Dinar menambahkan, Permenaker ini disosialisasikan ke anggota dewan pengupahan provinsi, kabupaten/kota. Namun kondisi pandemi COVID-19 ini, peserta sosialisasi dikurangi dari 34 provinsi.
TAK TERIMA
Serikat buruh tidak terima terkait kemungkinan adanya UMP 2021 yang bakal lebih rendah dari tahun ini. Meskipun kebijakan itu dilakukan oleh perusahaan yang terdampak virus Corona (COVID-19).
Presiden Konfederasi Serikat Pekerja Indonesia (KSPI), Said Iqbal mengatakan, jika itu dilakukan, maka pengusaha telah melanggar Undang-Undang (UU) Nomor 13 Tahun 2003 tentang Ketenagakerjaan.

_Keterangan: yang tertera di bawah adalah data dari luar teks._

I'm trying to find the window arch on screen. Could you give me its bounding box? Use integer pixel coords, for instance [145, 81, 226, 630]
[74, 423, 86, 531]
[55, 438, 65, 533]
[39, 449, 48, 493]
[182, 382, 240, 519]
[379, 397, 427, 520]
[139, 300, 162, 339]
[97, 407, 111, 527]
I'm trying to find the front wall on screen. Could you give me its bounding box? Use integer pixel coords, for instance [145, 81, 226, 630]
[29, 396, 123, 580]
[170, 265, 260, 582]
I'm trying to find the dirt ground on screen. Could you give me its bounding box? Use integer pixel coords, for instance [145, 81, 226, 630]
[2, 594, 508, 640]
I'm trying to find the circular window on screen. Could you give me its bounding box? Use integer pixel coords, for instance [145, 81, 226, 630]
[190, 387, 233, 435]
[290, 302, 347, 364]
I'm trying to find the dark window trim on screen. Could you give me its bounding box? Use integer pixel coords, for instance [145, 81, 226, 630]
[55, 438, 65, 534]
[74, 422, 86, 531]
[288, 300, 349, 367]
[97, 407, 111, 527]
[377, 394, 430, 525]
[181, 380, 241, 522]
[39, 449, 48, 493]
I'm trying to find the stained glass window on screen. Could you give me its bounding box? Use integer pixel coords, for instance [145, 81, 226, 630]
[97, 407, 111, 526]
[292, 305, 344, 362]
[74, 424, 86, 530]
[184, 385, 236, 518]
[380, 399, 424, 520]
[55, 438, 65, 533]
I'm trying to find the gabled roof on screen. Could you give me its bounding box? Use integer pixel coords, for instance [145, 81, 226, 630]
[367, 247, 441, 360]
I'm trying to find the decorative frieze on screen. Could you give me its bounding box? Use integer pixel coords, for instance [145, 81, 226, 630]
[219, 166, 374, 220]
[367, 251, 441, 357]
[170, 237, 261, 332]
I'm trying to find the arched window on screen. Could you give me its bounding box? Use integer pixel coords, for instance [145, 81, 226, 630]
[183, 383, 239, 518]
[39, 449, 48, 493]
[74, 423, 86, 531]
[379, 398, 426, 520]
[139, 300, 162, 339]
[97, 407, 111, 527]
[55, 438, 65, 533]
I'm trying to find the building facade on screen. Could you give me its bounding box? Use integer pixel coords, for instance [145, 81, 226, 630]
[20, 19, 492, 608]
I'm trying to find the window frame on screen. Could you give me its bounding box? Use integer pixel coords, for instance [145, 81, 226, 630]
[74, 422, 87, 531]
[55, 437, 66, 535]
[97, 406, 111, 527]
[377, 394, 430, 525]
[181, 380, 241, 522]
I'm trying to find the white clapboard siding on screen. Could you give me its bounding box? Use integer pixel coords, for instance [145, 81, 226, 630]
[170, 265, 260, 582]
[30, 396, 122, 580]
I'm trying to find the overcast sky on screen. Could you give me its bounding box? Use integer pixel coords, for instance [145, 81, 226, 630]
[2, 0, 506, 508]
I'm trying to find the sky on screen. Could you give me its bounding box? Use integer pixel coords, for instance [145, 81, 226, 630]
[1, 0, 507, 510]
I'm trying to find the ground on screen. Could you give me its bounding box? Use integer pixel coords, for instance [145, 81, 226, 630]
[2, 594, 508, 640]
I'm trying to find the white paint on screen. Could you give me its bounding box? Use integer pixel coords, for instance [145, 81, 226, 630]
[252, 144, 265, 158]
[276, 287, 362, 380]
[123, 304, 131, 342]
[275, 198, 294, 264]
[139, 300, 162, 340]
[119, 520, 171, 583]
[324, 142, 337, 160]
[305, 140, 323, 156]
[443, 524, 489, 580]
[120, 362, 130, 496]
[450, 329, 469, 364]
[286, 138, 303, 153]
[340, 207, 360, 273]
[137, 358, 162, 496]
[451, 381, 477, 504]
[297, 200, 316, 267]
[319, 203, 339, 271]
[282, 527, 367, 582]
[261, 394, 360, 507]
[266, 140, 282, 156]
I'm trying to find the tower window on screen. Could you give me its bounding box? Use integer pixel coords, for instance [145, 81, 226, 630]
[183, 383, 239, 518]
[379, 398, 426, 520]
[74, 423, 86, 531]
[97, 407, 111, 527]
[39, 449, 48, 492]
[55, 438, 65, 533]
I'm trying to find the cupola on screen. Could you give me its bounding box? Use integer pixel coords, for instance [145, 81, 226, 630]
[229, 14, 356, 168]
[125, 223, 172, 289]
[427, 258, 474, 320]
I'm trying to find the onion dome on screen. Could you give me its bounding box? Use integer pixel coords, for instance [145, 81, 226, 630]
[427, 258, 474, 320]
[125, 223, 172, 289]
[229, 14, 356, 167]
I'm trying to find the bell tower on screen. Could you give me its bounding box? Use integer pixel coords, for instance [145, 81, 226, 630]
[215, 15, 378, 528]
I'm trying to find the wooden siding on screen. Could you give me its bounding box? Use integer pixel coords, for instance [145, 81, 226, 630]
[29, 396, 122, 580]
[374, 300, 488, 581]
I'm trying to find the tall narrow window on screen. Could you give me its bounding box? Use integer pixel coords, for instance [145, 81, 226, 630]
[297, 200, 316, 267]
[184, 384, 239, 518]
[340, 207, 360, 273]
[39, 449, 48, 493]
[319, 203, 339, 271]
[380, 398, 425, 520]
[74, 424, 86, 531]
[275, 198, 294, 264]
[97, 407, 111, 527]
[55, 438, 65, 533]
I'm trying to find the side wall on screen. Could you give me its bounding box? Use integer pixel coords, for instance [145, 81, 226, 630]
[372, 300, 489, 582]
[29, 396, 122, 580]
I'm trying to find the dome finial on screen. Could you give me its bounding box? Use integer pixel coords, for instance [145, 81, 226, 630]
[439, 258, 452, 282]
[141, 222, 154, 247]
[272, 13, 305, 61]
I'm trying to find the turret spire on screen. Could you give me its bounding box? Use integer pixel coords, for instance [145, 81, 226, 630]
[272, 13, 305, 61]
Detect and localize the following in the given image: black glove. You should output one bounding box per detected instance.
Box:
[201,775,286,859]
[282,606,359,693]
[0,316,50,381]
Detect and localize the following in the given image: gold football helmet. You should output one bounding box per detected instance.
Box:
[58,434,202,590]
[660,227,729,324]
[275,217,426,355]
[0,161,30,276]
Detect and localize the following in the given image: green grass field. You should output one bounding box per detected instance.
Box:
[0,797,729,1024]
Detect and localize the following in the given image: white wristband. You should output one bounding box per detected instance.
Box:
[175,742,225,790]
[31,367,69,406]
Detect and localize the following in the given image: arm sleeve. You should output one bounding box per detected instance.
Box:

Dia menyebut, pelaku yang melanggar hukumannya bisa penjara.
“Tidak boleh (lebih rendah). Karena melanggar UU dan bisa dituntut satu tahun penjara sesuai UU Nomor 13 Tahun 2003,” kata dia, Minggu (18/10).
Dia tidak ingin pemerintah memukul rata bahwa UMP 2021 tidak naik. Jika tidak bisa menaikkan UMP 2021, Iqbal meminta pengusaha menyampaikan laporan keuangan perusahaan yang membuktikan bahwa pelaku bisnis merugi.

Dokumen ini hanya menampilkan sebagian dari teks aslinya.